Over the past five years, our NCI-funded Center for Health Communications Research has developed and implemented a multiphase experimentation strategy for systematically studying new interventions and confirming their superiority over controls. We have called this a multiphase optimization strategy or MOST1. It is adapted from a similar framework that has been successfully used in engineering applications for many years 2. It consists of three phases involving separate randomized trials:

  1. I. Screening: The goal in this phase is to “screen” a larger set of potentially important treatment components quickly and efficiently and identify the important ones. This is done through a screening experiment which studies the effects of all the components simultaneously. Two-level fractional factorial designs are very useful in accomplishing this goal economically. The Pareto principle underlies the screening phase – only a small subset of the components and their interactions will be important. Thus, many interactions can a priori be excluded, increasing the efficiency of the design.

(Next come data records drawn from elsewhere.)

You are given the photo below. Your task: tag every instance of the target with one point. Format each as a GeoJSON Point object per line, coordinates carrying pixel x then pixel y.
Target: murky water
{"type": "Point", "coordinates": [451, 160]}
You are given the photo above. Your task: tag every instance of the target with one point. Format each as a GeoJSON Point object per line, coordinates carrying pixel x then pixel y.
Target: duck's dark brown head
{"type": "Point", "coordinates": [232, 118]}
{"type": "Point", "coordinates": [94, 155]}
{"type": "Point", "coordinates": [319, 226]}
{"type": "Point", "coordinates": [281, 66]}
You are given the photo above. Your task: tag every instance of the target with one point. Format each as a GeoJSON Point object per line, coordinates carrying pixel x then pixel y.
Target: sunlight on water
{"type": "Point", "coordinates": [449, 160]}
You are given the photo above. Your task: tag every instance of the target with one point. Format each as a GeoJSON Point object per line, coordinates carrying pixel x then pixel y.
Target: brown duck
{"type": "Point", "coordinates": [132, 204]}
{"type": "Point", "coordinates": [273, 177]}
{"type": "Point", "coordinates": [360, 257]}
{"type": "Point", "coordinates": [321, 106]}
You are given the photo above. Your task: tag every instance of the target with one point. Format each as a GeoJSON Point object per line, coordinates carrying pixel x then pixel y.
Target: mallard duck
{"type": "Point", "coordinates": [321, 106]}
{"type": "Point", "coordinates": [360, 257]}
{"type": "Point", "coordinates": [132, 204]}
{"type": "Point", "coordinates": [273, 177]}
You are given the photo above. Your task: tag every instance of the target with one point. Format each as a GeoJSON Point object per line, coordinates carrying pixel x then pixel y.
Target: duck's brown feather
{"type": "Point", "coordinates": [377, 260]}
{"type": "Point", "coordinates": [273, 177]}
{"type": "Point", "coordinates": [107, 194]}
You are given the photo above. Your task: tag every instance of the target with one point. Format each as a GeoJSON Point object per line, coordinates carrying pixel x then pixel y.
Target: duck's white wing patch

  2. II. Refining: This phase is aimed at refining our understanding of the effects of the important components that are identified in Phase I. The use of screening experiments involves prior knowledge or working assumptions that need to be further examined and verified in this phase. This is done using follow up experiments to untangle important effects that may be “aliased”, determine optimal “dosage” levels of factors through “response surface” experiments, and so on. The information from this phase will lead to the formulation of an optimal treatment program.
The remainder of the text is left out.